林长年冲田政抬下巴:“去不去?你说句话。”
“去!”
田政其实想跟木家族长求平安符。当年他从零长年那里要来一块平安符,真给他挡了两回事,虽说不是生死劫难,那也很难得了。
现在媳妇儿年纪也大了,两个儿子不在身边他也担心,就想给家里人都求一块平安符。
“你呀,咱们这种关系,你要早跟我说,我还能不帮你?”
“呵呵,你就是这会儿话说得好听,这么多年也不见你主动帮你嫂子和两个侄子求个平安符。”
林长年不认账:“明明是你不吭声不跟我张口,怎么还怪我头上了?”
都是年龄挺大的人了,都身居高位,为了这么个事情还吵起来,罗丽华也是无奈,拿出来半瓶酒:“上次你们没喝完,今天要喝不?”
“喝!”
林长年心里是真高兴啊,喝了两杯酒意上头,得意地跟田政讲他在北京会议上的发言得到了热烈的掌声,事后还有领导请他去谈话。
“我虽然不像你那么会看人,但是我看得出来,上面是真心想办这事儿。”
田政酒量好,两杯酒下肚毫无反应,他冷静道:“别把上面的人想得太傻,只要大家利益一致,动起来会很快。”
“你说话别那么冷冰冰的,听起来刺耳。”
田政微微一笑,也就是林长年这样的人才会初心不改,一直对自己的事业热情不减。
有这样一个朋友在身边,就好像有了一个明确的坐标和旗帜,给自己指引方向。
只怕,他的挚友很快要离开他了吧。
搞教育,真的需要林长年这种人。
“青山什么时候回来?”田政提起青山,当初青山出国的事情他也知道。
“本来明年能回来,其他几个孩子有的要去华尔街学习,有的要去工厂学习,青山为了等他们,估计还要两三年才能回来。”
还要两三年,田政算了算,八零年才能回来吧。
“应该是。”林长年感叹:“好几年没见到儿子了,也不知道他在国外过得怎么样,吃得好不好,有没有人欺负他。”
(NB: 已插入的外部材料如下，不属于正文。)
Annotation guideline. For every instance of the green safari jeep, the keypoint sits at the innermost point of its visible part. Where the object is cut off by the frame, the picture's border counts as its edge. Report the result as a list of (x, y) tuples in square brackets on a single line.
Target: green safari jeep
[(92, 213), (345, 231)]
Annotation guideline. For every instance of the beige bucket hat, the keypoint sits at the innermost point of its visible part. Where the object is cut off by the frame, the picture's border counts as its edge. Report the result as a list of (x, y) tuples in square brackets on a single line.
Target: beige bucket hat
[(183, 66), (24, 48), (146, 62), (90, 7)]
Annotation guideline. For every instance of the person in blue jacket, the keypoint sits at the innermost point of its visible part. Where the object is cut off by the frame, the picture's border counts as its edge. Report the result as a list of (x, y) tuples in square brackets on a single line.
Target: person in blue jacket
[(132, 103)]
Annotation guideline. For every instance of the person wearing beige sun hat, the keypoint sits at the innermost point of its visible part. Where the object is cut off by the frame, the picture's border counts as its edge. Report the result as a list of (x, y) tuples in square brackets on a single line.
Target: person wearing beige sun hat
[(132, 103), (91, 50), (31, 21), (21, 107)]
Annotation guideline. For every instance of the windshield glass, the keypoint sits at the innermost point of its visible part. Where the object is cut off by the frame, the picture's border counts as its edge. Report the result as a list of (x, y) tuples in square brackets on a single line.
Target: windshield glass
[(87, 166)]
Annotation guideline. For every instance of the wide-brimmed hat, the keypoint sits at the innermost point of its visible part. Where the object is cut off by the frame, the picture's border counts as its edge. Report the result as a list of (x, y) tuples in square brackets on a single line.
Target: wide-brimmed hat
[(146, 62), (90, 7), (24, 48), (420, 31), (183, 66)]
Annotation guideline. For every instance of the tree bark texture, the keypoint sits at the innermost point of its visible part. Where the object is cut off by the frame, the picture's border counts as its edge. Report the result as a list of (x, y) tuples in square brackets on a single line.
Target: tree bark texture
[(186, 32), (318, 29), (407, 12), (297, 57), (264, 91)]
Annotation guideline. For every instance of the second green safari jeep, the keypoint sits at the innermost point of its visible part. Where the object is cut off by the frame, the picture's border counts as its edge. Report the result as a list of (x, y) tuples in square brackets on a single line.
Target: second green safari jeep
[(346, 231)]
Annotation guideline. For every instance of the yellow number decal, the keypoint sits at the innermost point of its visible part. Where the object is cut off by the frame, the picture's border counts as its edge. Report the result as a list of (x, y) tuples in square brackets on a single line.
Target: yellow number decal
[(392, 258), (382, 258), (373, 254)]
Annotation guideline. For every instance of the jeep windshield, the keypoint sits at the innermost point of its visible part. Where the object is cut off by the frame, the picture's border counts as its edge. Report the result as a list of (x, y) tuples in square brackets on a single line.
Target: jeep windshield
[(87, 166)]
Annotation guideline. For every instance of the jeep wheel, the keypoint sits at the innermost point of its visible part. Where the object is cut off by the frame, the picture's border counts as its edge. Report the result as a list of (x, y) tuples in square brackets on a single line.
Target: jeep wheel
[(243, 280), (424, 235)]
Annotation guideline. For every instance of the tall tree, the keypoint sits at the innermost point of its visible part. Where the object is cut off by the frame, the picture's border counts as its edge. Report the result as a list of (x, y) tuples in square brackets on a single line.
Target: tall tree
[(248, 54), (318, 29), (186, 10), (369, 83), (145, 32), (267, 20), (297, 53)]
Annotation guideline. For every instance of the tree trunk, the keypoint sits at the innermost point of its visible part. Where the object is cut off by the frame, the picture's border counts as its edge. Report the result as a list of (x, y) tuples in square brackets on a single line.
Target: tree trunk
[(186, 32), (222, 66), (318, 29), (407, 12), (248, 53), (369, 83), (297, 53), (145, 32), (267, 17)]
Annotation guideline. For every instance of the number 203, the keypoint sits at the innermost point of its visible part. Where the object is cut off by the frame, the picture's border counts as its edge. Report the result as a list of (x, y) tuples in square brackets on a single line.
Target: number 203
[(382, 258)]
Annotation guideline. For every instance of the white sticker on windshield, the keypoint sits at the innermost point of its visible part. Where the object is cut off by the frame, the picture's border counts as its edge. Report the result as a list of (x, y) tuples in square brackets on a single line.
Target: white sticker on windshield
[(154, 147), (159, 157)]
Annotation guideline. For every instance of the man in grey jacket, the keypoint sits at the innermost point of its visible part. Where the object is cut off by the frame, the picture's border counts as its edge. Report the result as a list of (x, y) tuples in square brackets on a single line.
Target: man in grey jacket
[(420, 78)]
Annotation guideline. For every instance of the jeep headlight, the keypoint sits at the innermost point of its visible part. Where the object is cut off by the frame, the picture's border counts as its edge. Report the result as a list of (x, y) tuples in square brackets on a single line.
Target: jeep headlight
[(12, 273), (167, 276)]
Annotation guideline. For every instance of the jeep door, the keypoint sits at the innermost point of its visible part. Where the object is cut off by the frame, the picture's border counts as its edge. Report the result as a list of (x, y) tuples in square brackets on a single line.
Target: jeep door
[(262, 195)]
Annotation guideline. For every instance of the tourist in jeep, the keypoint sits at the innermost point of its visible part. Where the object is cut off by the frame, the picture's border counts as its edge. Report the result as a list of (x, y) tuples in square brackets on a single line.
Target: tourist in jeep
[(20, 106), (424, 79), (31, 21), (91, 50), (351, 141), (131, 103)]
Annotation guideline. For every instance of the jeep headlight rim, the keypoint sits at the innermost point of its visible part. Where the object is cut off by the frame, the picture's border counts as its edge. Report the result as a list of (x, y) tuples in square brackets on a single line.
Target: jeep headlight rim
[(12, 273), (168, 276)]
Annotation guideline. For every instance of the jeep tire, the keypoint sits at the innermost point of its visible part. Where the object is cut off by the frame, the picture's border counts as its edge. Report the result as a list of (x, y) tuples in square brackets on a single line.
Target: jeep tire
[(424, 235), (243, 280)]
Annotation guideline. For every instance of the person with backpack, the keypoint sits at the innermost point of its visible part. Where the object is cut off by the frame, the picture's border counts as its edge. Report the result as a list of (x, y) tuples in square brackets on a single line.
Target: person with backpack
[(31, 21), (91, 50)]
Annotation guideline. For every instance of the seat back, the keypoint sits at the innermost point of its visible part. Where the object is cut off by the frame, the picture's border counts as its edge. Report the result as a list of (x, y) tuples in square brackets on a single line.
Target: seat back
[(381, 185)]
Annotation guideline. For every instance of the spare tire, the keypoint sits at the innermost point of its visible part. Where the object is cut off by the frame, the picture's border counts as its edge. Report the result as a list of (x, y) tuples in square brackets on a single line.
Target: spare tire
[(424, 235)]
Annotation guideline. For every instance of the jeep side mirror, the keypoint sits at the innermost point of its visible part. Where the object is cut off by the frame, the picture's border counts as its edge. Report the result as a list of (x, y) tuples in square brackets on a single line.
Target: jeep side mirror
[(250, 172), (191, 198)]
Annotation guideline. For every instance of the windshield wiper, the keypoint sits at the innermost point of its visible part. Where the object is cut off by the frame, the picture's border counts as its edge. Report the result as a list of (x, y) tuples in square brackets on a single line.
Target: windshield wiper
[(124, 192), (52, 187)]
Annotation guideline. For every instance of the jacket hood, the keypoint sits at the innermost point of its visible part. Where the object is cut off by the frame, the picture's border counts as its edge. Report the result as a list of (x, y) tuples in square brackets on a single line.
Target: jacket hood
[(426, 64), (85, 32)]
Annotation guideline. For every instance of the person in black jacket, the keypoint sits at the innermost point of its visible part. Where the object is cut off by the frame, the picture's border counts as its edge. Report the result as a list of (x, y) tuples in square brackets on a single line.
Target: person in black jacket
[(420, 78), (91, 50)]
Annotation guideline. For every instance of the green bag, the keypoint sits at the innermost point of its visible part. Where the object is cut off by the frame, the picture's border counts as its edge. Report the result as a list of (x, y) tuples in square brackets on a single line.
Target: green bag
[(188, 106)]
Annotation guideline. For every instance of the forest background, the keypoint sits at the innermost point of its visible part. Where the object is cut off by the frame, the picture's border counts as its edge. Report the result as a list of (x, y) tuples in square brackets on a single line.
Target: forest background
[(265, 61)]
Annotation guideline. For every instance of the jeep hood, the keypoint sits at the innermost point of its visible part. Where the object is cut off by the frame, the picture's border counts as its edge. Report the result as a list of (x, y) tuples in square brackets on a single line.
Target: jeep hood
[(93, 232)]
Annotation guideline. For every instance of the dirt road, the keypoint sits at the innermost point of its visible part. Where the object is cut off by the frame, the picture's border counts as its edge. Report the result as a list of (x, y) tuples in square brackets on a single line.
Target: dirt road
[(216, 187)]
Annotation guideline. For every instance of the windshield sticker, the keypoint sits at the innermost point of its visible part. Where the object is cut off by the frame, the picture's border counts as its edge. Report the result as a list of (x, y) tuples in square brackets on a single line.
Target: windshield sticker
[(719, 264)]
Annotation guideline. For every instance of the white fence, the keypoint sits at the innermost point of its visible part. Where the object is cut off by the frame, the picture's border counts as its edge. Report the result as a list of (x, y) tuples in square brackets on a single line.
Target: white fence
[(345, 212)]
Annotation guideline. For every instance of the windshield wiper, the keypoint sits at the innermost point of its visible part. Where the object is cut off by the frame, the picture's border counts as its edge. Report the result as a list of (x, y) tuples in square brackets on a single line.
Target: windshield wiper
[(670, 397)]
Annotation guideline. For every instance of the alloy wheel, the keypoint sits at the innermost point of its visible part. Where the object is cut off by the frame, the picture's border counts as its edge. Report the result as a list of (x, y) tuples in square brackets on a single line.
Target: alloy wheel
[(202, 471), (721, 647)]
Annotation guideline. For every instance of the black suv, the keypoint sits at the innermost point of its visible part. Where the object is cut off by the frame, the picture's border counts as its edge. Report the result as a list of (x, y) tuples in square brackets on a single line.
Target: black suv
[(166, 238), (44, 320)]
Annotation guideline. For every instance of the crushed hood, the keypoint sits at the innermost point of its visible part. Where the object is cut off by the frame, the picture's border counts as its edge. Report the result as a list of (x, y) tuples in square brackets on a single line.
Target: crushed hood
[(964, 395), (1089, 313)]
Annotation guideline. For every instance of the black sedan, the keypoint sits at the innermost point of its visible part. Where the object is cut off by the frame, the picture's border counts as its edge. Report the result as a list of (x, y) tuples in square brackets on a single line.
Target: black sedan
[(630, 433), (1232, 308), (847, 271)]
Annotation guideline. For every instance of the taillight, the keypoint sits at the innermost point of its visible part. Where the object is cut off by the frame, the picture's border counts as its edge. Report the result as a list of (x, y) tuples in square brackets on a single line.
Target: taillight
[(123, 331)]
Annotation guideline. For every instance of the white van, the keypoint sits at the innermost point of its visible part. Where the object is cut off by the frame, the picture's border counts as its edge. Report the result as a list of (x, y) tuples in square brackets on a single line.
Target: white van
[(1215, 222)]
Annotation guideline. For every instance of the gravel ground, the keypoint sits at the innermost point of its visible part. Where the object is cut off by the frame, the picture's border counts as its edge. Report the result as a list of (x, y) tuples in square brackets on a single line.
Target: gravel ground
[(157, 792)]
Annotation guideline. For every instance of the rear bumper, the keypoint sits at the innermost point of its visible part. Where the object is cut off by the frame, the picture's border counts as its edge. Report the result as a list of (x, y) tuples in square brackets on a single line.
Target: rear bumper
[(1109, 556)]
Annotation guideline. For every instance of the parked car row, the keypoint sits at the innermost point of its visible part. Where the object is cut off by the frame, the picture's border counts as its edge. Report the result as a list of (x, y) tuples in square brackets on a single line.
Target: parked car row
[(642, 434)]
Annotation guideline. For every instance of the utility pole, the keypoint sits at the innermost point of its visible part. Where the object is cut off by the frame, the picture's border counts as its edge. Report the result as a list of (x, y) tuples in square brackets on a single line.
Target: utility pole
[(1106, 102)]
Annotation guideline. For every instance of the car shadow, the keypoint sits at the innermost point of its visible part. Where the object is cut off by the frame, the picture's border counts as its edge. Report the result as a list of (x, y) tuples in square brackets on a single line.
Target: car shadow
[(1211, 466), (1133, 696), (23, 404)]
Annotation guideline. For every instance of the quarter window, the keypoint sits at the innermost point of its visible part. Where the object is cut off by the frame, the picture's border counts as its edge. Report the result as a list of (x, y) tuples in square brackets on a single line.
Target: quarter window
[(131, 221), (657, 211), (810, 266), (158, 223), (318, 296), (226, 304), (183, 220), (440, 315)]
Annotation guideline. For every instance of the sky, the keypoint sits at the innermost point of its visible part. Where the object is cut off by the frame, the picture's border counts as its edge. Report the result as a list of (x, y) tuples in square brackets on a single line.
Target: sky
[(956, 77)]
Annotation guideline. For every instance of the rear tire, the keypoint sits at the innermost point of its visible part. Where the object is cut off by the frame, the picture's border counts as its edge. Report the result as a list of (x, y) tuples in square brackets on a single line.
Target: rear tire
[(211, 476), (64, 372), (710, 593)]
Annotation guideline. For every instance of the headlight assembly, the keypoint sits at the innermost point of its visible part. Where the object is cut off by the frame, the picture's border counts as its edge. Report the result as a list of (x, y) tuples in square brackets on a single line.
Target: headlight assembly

田政轻嗤:“青山一年给你写好几封信你还不知道他过得好不好?至于说谁欺负他,他身边不是有保镖吗?”
“你不懂,孩子没在跟前,怎么也放心不下。”
“林长年,青山是男人,你不能当女儿一样养。”
“什么男人,青山过完年也才十八岁,还是个孩子。”
田政:“……”好吧,你个儿宝男,你说什么就是什么吧。
痛痛快快跟田政聊了一回,林长年回家睡了一晚,第二天早上起来,精神抖擞地去单位上班,等他把手里的工作安排完,已经是腊月二十六了。
张静收拾了一堆年货,又去跟田政的媳妇儿约好时间,二十七他们就出发回老家。
花了一天时间到青苍大队,又花了一天时间爬山到木家寨。天天在办公室坐着开会,好多年没走过这么远山路的田政累得脚趴手软。
林长年哈哈大笑,赶紧把他们夫妻送到木家寨客房休息。
田政夫妻俩到木家寨客房,发现两边都住满了人,他一打听,除了木家族人之外,剩下的都是曾经下放到青苍大队的人,来自北京某机关单位的领导,来自华北某科研机构的负责人……大家身份都不低。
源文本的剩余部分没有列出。